The idea of Jon juggling as the audience arrived came from watching the DVD of Anthongy Gatto setting the world record for 7 ring juggling as an audience around him ate their dinner. Anthony juggled 7 rings for 15 minutes and 6 seconds finishing with a 5 ring pirouette.
In Beta Testing(BT) Jon juggled 5 balls for 5mins, which is hard to do under pressure. We did some training for it 6 months before the show and Jon was managing close to 20 minutes. It’s interesting to see how showmanship can be used or ignored to manipulate how an audience will react to a trick.

The opening idea for the show comes from a piece I made about learning 5 ball back crosses. The piece grew from a performance I did at Jacksons Lane as part of a Lab:Time showcase in June 2012. Since then I’ve tweaked the slides and script but ultimately the key themes of the piece have remained the same, showing an audience the process a juggler goes through to learn a trick.

Jon’s Ring routine
Originally set out to remix and reference jugglers of the past with accompanied projected visuals but after initial testing we decided to scrap that aspect. Instead we have a really nice routine that helps lift the show after its initial text-heavy piece.

The Dreaded Question
This monologue comes directly from an early and popular post on the Circus Geeks blog. Steve Ralwlings helped us connect the scene with the lead in of the heckles, helping set up the tone for the piece.

The Lexicon
Again this scene started from a popular post on the blog, written by Erik Aberg. When we first showed it to an invited audience we received mixed reactions. But after scrapping some material, reworking and clarifying intentions with Steve we arrived at a scene which is very fun to perform and normally well received.  Our review from the Evening Standard says this scene alone is almost worth the ticket price.

The idea of the colour change and playing on my colour blindness came after I was looking into colour theory and ways it could be used in juggling. I wish Luke could have seen me perform it.

Matt and Jon both had sequences and tricks with everyday objects so it was logical to tie them together. Chair juggling was something I’d wanted to try for a long time, so we spent a few interesting (and scary) days throwing furniture at each other.

Act Art
This scene changed little as I went through the creation of BT, so there’s not much to be said. The original act can be seen here:

Ring Passing
Originally the idea was to explore drops, setting up the idea of apologising for each drop, as the drops went on the apologies would get grander and increasingly ridiculous.
But after various experiments we came to the version in BT, it’s more a window into a world that only jugglers normal see. The truth is myself and Jon can easily perform the trick, at first we didn’t have any script or set material but the more times we performed it the more things we found to improvise around. Setting a structure allows us to guarantee (some degree) the piece isn’t too flat but isn’t too strict so we can be sure the piece stays fresh for us and in turn the audience.

Chop Suey
Chop Suey came very late on in the creation period, only 10 days before we premiered. Steve Rawlings pushed us to create a scene that was a bit lighter than some of the other scenes and fill it with juggling. It was refreshing to be a bit silly on stage.

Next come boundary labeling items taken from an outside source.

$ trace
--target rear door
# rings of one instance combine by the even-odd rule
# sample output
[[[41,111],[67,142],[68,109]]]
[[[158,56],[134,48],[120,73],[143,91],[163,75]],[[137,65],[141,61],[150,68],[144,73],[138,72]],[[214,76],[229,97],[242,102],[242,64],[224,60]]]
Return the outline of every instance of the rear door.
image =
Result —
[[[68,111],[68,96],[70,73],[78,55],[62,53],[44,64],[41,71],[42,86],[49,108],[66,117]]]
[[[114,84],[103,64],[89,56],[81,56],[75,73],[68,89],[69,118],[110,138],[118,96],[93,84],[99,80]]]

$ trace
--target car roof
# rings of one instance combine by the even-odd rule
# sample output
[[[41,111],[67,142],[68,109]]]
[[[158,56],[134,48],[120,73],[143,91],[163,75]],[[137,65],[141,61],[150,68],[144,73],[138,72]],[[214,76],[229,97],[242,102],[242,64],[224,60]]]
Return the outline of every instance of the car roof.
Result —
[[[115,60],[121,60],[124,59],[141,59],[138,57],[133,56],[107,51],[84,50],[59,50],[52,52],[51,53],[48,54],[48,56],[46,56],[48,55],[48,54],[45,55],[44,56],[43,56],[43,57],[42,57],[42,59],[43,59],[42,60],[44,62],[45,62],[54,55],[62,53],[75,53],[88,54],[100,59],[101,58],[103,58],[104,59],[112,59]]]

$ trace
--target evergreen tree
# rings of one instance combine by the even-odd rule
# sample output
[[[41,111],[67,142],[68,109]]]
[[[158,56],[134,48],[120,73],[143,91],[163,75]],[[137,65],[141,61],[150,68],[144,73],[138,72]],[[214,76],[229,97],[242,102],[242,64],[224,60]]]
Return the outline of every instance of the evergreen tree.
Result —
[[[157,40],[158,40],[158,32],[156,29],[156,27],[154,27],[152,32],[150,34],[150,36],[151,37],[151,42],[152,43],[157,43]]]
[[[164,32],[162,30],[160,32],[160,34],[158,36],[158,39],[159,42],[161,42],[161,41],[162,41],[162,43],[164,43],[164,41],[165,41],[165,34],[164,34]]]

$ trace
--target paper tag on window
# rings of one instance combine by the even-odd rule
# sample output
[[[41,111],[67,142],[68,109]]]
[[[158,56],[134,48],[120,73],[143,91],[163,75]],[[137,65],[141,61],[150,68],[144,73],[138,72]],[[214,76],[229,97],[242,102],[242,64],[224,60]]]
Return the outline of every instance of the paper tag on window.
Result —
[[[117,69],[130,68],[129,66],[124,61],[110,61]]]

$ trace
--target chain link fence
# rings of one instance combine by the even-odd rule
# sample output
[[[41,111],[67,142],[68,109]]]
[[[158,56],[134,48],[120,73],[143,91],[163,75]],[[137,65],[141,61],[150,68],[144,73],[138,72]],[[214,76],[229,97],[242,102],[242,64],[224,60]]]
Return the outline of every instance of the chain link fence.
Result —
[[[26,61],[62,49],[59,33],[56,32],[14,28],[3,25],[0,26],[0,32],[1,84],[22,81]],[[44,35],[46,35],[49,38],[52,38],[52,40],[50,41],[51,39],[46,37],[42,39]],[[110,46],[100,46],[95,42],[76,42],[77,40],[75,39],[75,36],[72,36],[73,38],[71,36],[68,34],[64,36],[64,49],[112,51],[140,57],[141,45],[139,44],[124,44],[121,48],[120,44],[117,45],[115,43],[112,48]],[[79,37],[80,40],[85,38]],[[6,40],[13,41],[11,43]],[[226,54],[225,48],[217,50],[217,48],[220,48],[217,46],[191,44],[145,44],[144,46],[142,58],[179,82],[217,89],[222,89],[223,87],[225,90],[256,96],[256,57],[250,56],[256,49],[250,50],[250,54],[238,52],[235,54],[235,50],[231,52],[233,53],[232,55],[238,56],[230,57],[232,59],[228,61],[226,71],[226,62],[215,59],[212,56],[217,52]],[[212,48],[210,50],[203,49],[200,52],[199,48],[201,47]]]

The original concept was looking at risk and consequence. If a high-wire artist falls off they die; if a juggler drops, it’s a bit akward. Even when juggling seemingly dangerous items like fire torches the consequence of something going wrong is usually a lot less than the perceived risk. We thought it would be interesting to make a real understandable consequence.
Throughout various showing we experienced with the amount of attempts, juggling balls, music and even size of fish. The optimum is the version on the video. On the last night of our premier run at the Roundhouse we had the salmon and rainbow trout cooked up for a celebratory feast!

Big Balls
We spent 2 weeks in La Breche in France working with Howie Bailey to develop the ‘big ball’ scene. It comes from various Lab:Time work I’ve done with Howie before, working with 3D mapping and projection. The juggling in the scene is not the most technical but the prop, lights and pressure of hitting cues make it a very hard scene to get right.


What next?
Circus Geeks are currently applying for funding from Arts Council England to support a tour of the show in small-scale and rural venues across the UK. Fingers crossed!

Supported by:

lottery_png_black1Jerwood Charitable Foundation Logo

Beta Testing – Creation week 8

Studio Theatre, Roundhouse. Easter weekend. Go. Go. Go!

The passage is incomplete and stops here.